At Lemongrass, we’ve been helping customers modernize and migrate SAP systems to the Cloud for over 15 years. During that time, we’ve seen trends come and go, waves of enthusiasm, spikes in concern. So when I was recently asked if Cloud repatriation—bringing workloads back from the public Cloud—is really happening, my answer was: not yet in any significant numbers. But the conversations are getting louder.
There’s no single reason—rather, it’s a mix of technical, political, and business concerns.
Some of it is about resilience. Enterprises are asking what happens if their operations are all dependent on one hyperscaler, one region, one control plane. While hyperscalers offer multi-region setups and built-in resilience, some organizations still prefer a physical sense of control. In one example, a global customer decided to deploy a Cloud environment in their own data center—not because the Cloud failed them, but because the stakes (and the revenues) were just too high to hand over every layer of control.

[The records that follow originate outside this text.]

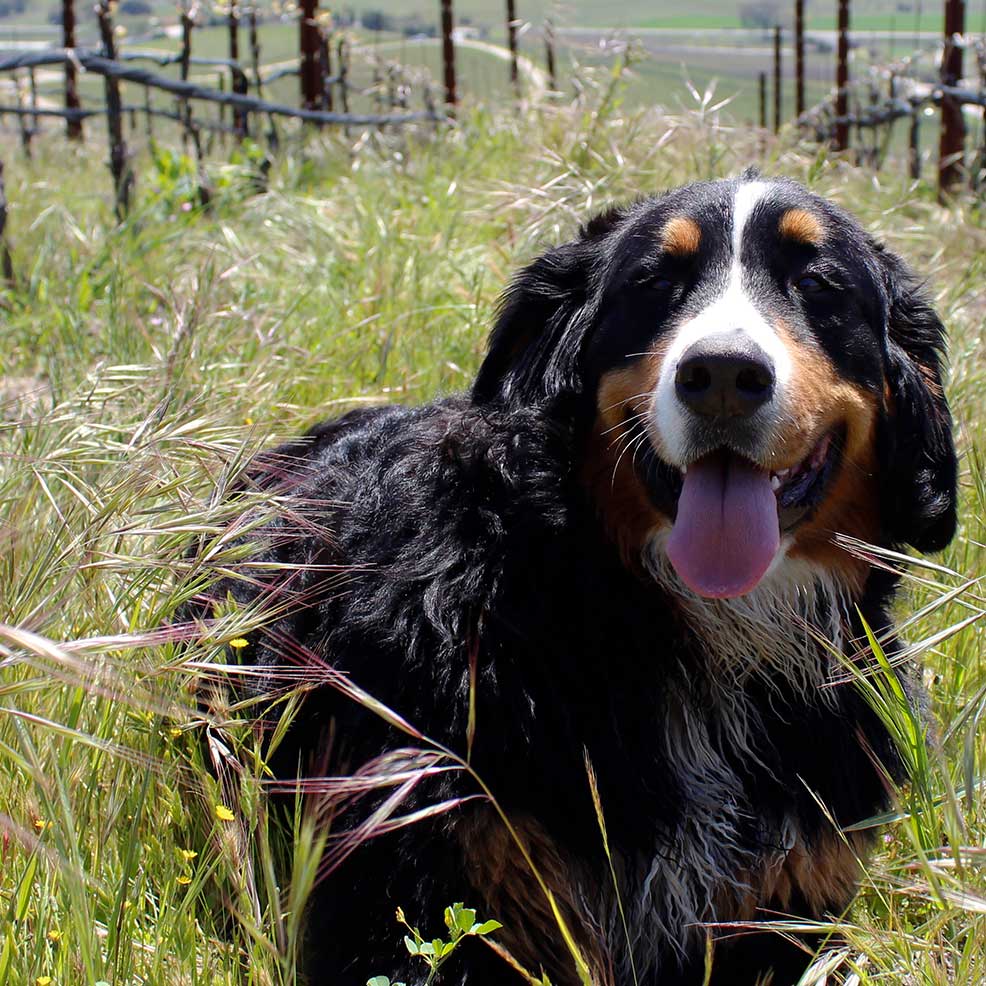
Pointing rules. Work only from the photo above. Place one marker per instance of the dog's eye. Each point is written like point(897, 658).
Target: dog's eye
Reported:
point(811, 284)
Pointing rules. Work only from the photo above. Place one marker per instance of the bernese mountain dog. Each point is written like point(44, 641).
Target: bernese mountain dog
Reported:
point(569, 639)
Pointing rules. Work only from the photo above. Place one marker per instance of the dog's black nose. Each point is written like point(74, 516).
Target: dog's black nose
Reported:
point(724, 376)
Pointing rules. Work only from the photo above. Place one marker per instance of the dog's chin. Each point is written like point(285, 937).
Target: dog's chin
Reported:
point(729, 514)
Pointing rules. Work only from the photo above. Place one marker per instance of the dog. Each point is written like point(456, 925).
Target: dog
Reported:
point(570, 637)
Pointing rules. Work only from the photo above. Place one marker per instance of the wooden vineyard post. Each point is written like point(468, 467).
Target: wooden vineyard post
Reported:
point(73, 128)
point(6, 264)
point(914, 144)
point(777, 79)
point(952, 143)
point(512, 45)
point(448, 56)
point(841, 141)
point(325, 68)
point(342, 56)
point(311, 84)
point(119, 158)
point(799, 57)
point(238, 80)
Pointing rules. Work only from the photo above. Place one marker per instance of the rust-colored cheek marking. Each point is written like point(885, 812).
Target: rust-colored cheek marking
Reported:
point(627, 514)
point(500, 874)
point(801, 226)
point(681, 237)
point(821, 401)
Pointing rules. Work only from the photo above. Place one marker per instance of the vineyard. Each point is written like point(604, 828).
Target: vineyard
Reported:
point(219, 229)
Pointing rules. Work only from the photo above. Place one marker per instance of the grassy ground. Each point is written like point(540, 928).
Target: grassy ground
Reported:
point(142, 364)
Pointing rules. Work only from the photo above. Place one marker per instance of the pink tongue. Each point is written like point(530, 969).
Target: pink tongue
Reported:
point(726, 533)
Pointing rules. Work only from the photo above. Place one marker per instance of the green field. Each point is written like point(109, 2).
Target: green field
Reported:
point(142, 363)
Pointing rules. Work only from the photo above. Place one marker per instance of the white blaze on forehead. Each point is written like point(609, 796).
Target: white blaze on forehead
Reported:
point(732, 310)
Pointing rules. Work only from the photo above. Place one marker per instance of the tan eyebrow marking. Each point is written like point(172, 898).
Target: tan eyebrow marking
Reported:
point(681, 237)
point(801, 226)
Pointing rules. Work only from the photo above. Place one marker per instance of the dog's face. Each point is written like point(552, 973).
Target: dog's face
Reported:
point(753, 375)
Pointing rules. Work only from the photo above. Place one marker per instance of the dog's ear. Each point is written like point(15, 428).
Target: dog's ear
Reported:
point(541, 321)
point(918, 462)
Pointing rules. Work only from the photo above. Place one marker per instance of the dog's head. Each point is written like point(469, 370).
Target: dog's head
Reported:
point(754, 375)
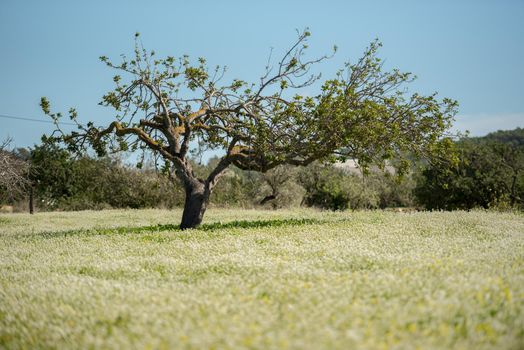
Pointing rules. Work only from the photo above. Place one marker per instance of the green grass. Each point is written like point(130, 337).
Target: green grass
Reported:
point(297, 279)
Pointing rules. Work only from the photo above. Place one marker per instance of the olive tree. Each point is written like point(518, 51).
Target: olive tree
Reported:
point(171, 106)
point(14, 172)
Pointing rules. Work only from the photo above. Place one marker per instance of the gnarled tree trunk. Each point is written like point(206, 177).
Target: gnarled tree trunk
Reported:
point(197, 198)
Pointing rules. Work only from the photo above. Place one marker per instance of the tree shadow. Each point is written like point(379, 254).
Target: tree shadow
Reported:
point(211, 227)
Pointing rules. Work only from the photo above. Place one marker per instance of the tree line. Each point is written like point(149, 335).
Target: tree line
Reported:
point(489, 174)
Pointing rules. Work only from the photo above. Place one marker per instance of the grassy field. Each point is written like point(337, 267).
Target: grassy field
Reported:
point(260, 279)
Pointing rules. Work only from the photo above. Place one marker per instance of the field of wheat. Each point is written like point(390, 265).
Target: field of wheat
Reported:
point(298, 279)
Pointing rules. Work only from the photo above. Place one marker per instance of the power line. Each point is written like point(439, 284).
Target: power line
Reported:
point(33, 120)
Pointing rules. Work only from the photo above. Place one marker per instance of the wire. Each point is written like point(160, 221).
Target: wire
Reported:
point(33, 120)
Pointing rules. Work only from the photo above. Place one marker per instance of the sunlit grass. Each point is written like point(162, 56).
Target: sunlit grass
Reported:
point(261, 279)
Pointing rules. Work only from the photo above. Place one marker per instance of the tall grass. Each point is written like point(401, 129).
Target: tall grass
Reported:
point(297, 279)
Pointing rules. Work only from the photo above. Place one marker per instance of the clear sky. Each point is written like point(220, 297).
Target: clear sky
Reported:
point(471, 51)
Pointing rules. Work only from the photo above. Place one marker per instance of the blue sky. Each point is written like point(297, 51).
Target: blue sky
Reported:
point(471, 51)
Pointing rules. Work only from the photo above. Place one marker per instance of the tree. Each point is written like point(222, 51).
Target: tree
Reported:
point(170, 106)
point(14, 172)
point(489, 173)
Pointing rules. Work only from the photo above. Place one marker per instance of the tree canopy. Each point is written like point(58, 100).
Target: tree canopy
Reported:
point(172, 105)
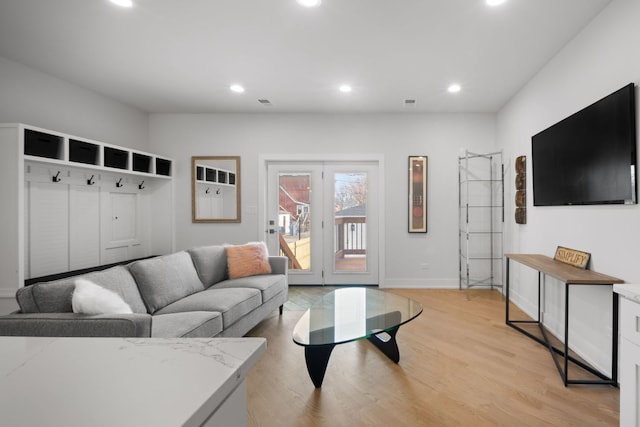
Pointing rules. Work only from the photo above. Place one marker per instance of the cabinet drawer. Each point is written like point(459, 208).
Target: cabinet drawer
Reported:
point(630, 320)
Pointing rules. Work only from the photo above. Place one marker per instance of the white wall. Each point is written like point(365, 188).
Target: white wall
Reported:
point(439, 136)
point(598, 61)
point(32, 97)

Then there’s the security and sovereignty conversation. This goes deeper than firewalls and encryption. For some, it’s about who has access to their data, where that data physically resides, and under whose jurisdiction it falls. Concerns are bubbling up around potential government overreach, access rights, and geopolitical tensions. And it’s not just Europe—an $85 billion Australian company recently opted to localize its infrastructure, not because of poor Cloud performance, but because of sovereignty anxiety.

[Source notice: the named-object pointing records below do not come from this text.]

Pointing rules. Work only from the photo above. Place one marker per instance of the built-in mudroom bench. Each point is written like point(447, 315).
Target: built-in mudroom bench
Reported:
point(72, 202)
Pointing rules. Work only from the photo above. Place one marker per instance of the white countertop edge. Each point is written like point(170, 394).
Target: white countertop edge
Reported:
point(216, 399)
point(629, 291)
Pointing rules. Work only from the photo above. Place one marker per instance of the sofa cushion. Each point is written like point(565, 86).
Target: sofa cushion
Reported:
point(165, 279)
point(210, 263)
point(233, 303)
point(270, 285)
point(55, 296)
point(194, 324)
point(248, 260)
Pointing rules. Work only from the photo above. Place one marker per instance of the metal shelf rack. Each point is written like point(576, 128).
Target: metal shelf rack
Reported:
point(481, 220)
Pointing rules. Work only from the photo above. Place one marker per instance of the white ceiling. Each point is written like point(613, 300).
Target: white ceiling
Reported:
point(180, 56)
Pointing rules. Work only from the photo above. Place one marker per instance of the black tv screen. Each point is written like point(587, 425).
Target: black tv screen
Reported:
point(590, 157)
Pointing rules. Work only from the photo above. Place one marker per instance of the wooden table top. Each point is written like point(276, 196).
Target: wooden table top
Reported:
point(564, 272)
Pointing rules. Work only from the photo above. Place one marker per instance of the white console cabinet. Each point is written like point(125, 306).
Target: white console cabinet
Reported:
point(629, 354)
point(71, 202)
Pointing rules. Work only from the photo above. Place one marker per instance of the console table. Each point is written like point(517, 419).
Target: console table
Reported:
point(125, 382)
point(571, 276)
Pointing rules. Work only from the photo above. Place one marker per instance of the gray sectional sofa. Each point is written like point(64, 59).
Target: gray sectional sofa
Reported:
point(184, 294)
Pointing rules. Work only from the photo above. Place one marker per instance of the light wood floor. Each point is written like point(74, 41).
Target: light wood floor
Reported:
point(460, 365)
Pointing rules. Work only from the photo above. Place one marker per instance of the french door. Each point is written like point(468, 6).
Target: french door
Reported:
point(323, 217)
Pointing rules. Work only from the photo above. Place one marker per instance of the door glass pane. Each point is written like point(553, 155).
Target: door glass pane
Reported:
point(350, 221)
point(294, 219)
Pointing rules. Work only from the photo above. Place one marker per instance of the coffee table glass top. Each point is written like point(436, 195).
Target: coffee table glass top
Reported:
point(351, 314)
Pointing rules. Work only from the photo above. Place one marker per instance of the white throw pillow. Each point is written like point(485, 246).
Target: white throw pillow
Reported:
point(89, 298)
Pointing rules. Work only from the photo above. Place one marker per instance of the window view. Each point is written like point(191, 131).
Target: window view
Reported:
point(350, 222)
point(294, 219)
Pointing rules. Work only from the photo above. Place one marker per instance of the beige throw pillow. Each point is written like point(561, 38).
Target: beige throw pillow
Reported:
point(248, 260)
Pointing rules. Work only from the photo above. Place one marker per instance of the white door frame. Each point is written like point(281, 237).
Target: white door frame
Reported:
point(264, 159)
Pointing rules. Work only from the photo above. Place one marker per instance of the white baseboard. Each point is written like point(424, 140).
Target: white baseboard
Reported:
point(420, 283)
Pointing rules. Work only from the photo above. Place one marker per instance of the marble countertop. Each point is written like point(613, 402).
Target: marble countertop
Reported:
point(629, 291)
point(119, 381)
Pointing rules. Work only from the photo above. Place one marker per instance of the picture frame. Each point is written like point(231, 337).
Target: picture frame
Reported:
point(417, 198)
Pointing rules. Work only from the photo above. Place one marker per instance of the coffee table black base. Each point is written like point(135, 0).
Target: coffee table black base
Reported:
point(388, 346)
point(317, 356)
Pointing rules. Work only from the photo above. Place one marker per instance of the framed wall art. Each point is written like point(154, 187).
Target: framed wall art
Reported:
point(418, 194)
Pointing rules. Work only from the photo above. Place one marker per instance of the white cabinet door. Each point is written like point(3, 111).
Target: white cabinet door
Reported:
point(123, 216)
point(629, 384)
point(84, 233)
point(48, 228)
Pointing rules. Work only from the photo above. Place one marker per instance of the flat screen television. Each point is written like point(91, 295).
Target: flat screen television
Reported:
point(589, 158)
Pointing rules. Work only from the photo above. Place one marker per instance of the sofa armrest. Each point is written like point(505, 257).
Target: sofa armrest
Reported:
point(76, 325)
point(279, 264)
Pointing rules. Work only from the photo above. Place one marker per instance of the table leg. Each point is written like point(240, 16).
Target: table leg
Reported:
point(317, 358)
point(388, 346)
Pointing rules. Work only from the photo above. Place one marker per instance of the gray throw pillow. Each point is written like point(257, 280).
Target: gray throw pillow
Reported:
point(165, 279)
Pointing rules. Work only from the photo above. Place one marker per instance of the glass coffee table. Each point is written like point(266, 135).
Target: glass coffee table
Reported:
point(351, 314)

That question about undersea cables? It wasn’t a metaphor. Customers are thinking about edge scenarios—what happens if war spreads, if political landscapes shift, if the digital world becomes a pawn in real-world tension? These aren’t mass-market concerns yet, but they’re starting to appear on board agendas.
So, is the Cloud in retreat?
No. Not at all. Despite these concerns, we’re still firmly in the era of Cloud adoption. The momentum is still heading towards public Cloud, not away from it. What we are seeing, though, is a pendulum swing—not a reversal. Each swing back is shorter, and the equilibrium is closer to a hybrid world: some data in public Cloud, some in private, some in sovereign-specific setups. It’s not about a mass migration back to on-prem, it’s about optionality. Different industries will land in different places. Defence and government may prioritize sovereignty. A biscuit valve manufacturer? Probably not top of their list.

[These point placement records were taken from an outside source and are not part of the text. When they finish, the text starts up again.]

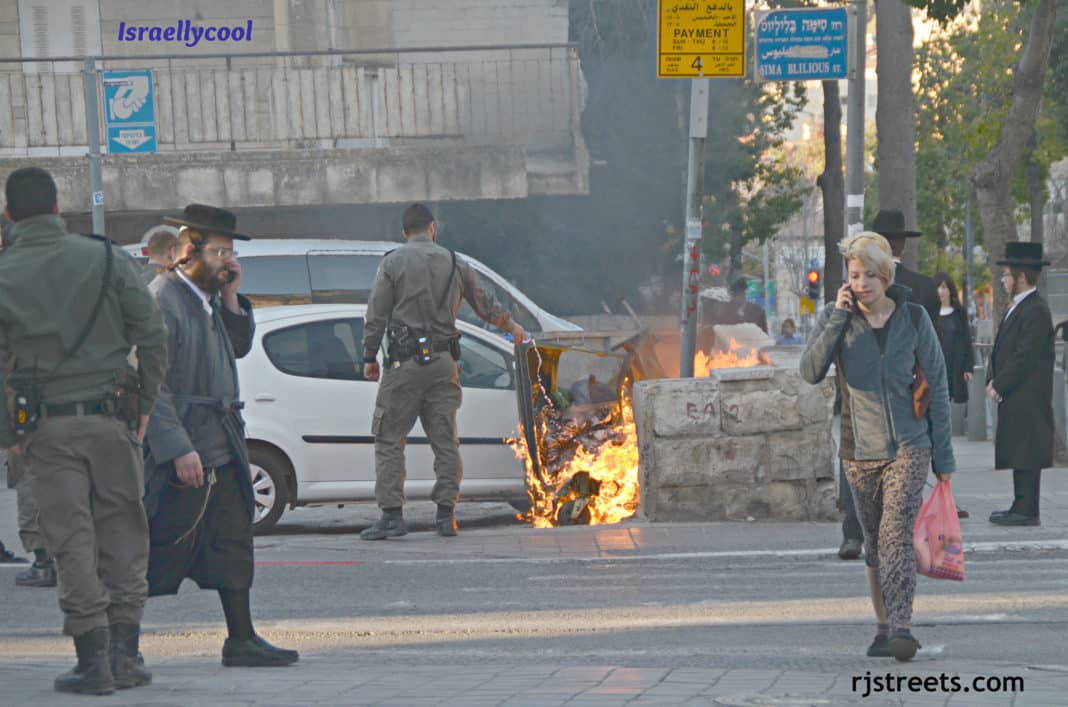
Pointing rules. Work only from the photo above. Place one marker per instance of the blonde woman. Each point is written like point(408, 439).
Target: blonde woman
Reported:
point(875, 335)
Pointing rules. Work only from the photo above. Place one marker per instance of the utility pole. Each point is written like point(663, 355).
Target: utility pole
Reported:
point(969, 256)
point(854, 123)
point(691, 253)
point(93, 131)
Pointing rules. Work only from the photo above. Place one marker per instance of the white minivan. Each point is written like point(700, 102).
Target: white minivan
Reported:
point(308, 412)
point(330, 271)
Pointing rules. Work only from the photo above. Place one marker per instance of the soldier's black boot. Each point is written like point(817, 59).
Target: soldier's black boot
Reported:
point(127, 664)
point(40, 574)
point(92, 675)
point(391, 524)
point(444, 521)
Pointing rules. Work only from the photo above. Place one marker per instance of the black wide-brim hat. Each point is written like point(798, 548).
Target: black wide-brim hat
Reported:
point(208, 219)
point(890, 224)
point(1023, 254)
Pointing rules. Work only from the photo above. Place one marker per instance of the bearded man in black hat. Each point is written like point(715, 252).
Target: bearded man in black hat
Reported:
point(1020, 379)
point(890, 224)
point(199, 489)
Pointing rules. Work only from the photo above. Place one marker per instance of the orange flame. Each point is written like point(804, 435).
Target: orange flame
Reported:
point(613, 465)
point(611, 462)
point(703, 363)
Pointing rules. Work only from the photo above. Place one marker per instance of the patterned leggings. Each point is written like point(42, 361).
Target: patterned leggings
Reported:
point(888, 493)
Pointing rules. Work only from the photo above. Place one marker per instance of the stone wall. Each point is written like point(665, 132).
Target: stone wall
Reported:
point(743, 443)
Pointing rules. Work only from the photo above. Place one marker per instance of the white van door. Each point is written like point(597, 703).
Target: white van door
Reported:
point(488, 415)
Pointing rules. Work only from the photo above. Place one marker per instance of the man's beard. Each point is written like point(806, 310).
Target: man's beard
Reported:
point(207, 278)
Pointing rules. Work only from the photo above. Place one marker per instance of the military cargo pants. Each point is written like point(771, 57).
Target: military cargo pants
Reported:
point(432, 394)
point(28, 531)
point(88, 477)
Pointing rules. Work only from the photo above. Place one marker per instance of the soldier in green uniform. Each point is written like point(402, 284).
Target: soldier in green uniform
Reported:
point(414, 301)
point(71, 309)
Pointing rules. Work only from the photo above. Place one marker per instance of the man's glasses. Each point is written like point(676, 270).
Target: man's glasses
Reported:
point(221, 253)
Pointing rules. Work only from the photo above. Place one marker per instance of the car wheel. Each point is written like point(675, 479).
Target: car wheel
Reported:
point(270, 486)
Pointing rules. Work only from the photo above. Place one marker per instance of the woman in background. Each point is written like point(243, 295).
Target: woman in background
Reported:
point(956, 339)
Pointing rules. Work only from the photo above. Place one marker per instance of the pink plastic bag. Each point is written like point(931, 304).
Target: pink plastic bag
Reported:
point(940, 550)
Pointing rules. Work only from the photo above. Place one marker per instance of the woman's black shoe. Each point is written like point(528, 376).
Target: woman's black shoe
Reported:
point(902, 646)
point(255, 653)
point(880, 647)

Here’s where things get interesting for partners.
Cloud repatriation opens up new conversations—but only if you approach it the right way. The worst thing you can do is push a customer into a sovereign or hybrid solution they don’t need. The best thing you can do is help them understand what problem they’re trying to solve, and then guide them through the options.
Because here’s the truth: change always creates work. But not all change creates value. Repatriation might be right for a few. It won’t be right for many.
We’ll continue to see the emergence of new patterns—Cloud in the data centre, sovereign overlays from the hyperscalers, more granular classification of workloads. And we’ll continue to advise customers with a simple lens: what are you trying to solve?
Whether it’s AI, Cloud, or something else entirely, technology decisions should start with a business problem. Otherwise, we risk chasing headlines instead of outcomes.
Repatriation is worth talking about—but let’s keep our feet on the ground while we do.